カウベルを叩きノリノリで応援するプエルトリコ・ファンの多くが、代表のユニフォームに身を包んでいた。一方、メキシコ・ファンは伝統的なつばの広い帽子「ソンブレロ」や、プロレスであるルチャ・リブレのマスクといった自国のアイデンティティを表現するスタイルが多かったことが印象的だ。

 また両国の試合前には、球場近くの通りにグッズを売る露店が立ち並び、簡易ユニフォームやTシャツが販売されていた。店主によると、なかでも売れ筋は国旗($25)だという。たしかに当日もスタジアムで国旗を掲げるファンが多かった。

【日本のグッズは2種類のみ】

 では、侍ジャパンの人気グッズとは? 球場内のオフィシャルショップでは、Tシャツ($39)とキャップ($35)の2種類のみの展開となった。

しかし、その注目度は陳列からも明らかで、日本戦の前からすでにアメリカに次ぐ2番目に広いスペースが設けられていた。

 胸に「JAPAN」の文字が入った黒いTシャツは背番号の入ったタイプと、入っていない2種類が売られ、前者はMLBでも活躍する「Ohtani」「Darvish」「Suzuki」の3種類が売られていた。

 店主に話を聞くと、一番人気はやはり大谷翔平で、日本人のみならず多くの国のファンが購入したという。
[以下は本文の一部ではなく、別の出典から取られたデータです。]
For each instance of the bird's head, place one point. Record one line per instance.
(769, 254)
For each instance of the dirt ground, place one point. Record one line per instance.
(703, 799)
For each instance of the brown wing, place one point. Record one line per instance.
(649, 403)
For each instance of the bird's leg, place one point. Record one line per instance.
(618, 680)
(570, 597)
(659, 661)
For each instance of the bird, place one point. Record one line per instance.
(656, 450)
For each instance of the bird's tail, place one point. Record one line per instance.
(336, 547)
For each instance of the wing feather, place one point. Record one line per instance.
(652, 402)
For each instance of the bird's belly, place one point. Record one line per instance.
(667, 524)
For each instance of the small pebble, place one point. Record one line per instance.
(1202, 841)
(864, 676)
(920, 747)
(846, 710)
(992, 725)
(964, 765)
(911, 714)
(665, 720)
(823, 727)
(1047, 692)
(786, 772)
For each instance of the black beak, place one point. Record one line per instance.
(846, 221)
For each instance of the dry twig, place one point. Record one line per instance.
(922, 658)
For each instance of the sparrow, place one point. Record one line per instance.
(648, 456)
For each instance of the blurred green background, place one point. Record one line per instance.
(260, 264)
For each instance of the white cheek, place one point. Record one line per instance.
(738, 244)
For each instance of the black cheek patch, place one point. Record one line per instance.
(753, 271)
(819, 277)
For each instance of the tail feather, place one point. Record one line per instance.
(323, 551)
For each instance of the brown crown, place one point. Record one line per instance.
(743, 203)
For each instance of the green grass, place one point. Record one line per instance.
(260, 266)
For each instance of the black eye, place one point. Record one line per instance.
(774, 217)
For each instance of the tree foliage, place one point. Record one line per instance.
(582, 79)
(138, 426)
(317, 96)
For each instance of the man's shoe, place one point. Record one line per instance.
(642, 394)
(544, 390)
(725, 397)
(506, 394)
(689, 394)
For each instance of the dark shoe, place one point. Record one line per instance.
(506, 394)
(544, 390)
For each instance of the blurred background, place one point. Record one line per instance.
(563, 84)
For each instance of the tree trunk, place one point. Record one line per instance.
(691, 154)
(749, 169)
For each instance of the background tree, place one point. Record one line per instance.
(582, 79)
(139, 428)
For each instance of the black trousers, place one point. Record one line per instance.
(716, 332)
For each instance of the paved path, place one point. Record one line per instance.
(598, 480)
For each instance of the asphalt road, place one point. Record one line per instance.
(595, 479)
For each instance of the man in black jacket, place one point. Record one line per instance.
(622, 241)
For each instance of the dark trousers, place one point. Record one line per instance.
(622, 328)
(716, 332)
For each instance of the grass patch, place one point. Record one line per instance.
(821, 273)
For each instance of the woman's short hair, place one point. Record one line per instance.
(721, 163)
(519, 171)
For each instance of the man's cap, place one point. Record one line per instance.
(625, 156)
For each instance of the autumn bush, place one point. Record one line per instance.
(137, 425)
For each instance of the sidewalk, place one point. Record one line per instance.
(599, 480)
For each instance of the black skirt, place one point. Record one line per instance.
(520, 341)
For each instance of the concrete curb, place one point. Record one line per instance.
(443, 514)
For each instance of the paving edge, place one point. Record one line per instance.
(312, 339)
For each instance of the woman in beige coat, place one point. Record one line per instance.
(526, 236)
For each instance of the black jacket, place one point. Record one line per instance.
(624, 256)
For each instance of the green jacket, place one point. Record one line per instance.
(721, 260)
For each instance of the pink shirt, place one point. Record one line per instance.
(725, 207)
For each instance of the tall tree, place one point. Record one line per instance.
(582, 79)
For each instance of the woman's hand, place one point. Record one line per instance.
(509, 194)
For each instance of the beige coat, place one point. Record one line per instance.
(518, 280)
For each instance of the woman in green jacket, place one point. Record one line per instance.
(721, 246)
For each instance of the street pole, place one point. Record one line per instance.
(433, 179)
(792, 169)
今回、オフィシャルショップで最も売り上げた商品らしく、まさにグッズ面でもMVPとなった。

 そして店主曰く、今大会中グッズショップに訪れた数がもっとも多いのは日本人で、その数は他国を圧倒していたそうだ。日本から球場に訪れていたファンも多く、家族や知人へのお土産として購入したケースも多いのかもしれない。

 連日、日本のファンがグッズショップに長蛇の列をつくる様子に「こんなの初めてだ」とうれしい悲鳴をあげていた。「グッズの売り上げも日本がチャンピオンだったね」と語っていた。
 
 いずれにせよ、MLBにおいてユニフォーム(Tシャツ)の売り上げというのは、人気が数値化されるという意味においても、選手にとって契約の際の重要な評価基準のひとつとなる。その意味でも、大谷の世界的人気とそのバリューがあらためて証明された今大会。

 そして、侍ジャパンのTシャツに身を包むアメリカ人の数が球場でも数多く見られた。彼らは今大会の日本の野球に魅せられ、グッズを購入したベースボール・ファンなのかもしれない。